Murray's greatest assets are his memory and intelligence. He effortlessly memorises at least 10 audience member names and will call on them at any time throughout his act. Of course he will pick someone young, someone old etc. to incorporate that into his comedy but the feat of remembering all these people's names while performing your act (and having a few pints at the same time) is unique in today's comedy world and Murray deserves special praise for it.

While he may play a character whose intelligence is somewhat suspect, which of course is the point, Murray's can only be described as encyclopedic, especially when it comes to World War 2. He makes great use of this intelligence in his act but never once comes across patronising or sanctimonious and he can go on a thunderous monologue about extremely detailed geopolitics and military issues, which if most of the audience read outside of the show would leave them asleep instead here has them in raptures as the energy and comic timing with which Murray delivers it is superb.

Murray hasn't fallen into the trap of angry old man as have, unfortunately, many of his peers and he doesn't only go down one road when mocking any issue, be it politics or anything else, everything is up for discussion. For this he should be commended as it is something seldom seen in comedy these days.

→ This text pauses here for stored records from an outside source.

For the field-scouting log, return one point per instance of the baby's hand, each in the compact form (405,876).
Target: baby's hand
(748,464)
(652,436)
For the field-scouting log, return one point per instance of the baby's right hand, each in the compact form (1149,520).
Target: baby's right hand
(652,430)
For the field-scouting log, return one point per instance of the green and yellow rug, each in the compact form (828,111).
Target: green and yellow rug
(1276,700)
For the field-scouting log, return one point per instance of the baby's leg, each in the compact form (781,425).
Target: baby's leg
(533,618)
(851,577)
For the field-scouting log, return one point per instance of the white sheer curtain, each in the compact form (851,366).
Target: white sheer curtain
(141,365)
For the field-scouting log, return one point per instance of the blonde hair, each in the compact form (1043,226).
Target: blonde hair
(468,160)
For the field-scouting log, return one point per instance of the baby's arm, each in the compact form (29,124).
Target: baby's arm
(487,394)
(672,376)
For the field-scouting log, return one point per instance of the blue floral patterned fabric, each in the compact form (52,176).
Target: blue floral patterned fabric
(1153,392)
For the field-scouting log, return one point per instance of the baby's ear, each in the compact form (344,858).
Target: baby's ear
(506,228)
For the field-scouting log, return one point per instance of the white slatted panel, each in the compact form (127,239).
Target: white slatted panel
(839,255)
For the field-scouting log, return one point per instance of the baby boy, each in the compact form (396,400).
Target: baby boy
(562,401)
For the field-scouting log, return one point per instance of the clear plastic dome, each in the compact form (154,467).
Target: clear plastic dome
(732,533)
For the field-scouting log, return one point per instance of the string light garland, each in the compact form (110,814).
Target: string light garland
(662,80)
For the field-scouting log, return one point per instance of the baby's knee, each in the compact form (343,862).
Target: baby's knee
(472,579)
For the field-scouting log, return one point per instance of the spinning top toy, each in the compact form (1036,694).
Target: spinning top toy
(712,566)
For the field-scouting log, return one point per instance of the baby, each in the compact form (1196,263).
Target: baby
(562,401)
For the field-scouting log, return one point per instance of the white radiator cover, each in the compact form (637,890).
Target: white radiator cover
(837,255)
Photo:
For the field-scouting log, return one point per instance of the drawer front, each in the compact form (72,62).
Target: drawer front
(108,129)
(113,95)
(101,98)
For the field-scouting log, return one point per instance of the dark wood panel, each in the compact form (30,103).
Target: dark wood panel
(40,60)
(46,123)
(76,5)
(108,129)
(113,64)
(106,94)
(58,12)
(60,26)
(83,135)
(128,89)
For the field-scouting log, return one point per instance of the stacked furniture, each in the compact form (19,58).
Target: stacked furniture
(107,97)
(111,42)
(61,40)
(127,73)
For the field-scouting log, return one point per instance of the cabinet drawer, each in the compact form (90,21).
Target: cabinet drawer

We are continually subjected to horrendously dire comedy on TV these days, be it Michael McIntyre telling us that he's very smart and has funny hair so we should laugh, or the awful Dara O'Briain wallowing in his own sanctimony and helpfully providing pauses which I am not sure whether he wants us to laugh during or instead tell him how magnificent he is. Al Murray isn't on TV as much as he used to be but thankfully this means he continues to tour and we are all the better for that. You should go and see his show if you get the chance, he truly is a masterful comedian and in my view one of the best working today.